Anonymous More than 1 year ago
Truly enjoyed this book and would differently encourage anyone who likes fast paced mysteries to read this.
KrisAnderson_TAR More than 1 year ago
A Fatal Collection by Mary Ellen Hughes is the first book in A Keepsake Cove Mystery series. Callie Reed is visiting her Aunt Melodie in Keepsake Cove, Maryland. Melodie owns House of Melody, a music box shop and lives in an adorable red cottage behind the shop. The next morning, Callie goes looking for Melodie and finds her dead in the shop. The police rule it an accidental death, but Callie is not so sure. After the funeral, Callie discovers that she inherited the shop and cottage. It is the perfect time for a change, and Callie embraces her new life. When Callie goes through her aunt’s belongings, she finds a second disposable cell phone. Why did Melodie need a second phone? Then someone tries to break into the shop. What are they after and why is Grandpa Reed’s music box playing on its own?
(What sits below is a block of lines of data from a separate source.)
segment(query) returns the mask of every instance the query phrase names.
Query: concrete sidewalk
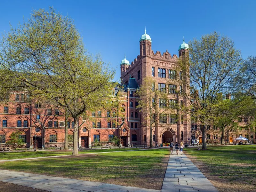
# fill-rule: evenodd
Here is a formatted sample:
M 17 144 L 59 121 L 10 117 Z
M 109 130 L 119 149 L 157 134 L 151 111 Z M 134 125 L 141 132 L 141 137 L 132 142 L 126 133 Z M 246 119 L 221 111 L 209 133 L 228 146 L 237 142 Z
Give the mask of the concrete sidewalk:
M 218 191 L 183 154 L 170 155 L 161 192 Z

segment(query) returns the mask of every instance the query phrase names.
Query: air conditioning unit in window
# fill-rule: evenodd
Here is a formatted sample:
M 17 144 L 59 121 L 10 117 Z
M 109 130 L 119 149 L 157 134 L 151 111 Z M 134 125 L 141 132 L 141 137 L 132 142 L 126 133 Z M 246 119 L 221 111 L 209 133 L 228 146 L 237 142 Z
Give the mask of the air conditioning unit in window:
M 65 127 L 65 121 L 60 121 L 60 127 Z

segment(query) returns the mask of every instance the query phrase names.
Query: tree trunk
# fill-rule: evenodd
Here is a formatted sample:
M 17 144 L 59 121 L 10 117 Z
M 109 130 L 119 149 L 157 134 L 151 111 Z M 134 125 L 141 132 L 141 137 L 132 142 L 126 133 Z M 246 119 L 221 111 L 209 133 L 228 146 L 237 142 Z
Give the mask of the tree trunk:
M 74 119 L 74 139 L 73 139 L 73 152 L 72 155 L 78 155 L 78 132 L 77 131 L 77 118 Z
M 65 139 L 64 143 L 64 150 L 68 150 L 68 111 L 67 108 L 65 108 Z
M 202 129 L 202 133 L 203 134 L 202 143 L 202 150 L 204 150 L 207 149 L 207 146 L 206 146 L 206 126 L 204 125 L 203 125 Z

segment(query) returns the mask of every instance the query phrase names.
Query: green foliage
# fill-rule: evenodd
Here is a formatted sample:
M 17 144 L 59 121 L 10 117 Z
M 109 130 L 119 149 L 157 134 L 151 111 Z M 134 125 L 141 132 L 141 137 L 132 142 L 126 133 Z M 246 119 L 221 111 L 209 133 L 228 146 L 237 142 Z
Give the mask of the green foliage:
M 6 141 L 6 144 L 13 149 L 20 148 L 24 144 L 23 140 L 19 138 L 19 136 L 22 133 L 22 132 L 16 130 L 11 133 L 9 136 L 9 139 Z

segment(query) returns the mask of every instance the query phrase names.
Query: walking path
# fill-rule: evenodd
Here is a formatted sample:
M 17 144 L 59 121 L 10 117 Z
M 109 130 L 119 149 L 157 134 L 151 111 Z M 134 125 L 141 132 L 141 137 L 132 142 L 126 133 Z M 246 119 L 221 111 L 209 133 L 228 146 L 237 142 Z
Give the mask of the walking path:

Questions are piling up and Callie wants answers. A Fatal Collection is nicely written, great main character, and it had a nice pace. I enjoyed the descriptions of the various collectible shops in Keepsake Cove (unique town). Mary Ellen Hughes created some good characters in a quaint tourist town. I wish, though, that she had developed the main character a little more. We are not given enough background on Callie. I am hopeful the author will rectify it in the next book. Readers are introduced to many of the shop owners. I did tire of the numerous clothing descriptions of Callie’s part-time employee (she has an unusual clothing style). The investigation is minimal and the killer easily identified. I wish Ms. Hughes had made the mystery more enticing. I felt the flirting and romance between Callie and Brian Greer inappropriate since Callie has just left her husband (I could have done with less of him too). I did enjoy the paranormal element and I hope there will be more of it in future books in A Keepsake Cover Mystery series (with a better explanation). A Fatal Collection is a cute start to the series. With a few tweaks, it could be a delightful cozy mystery series.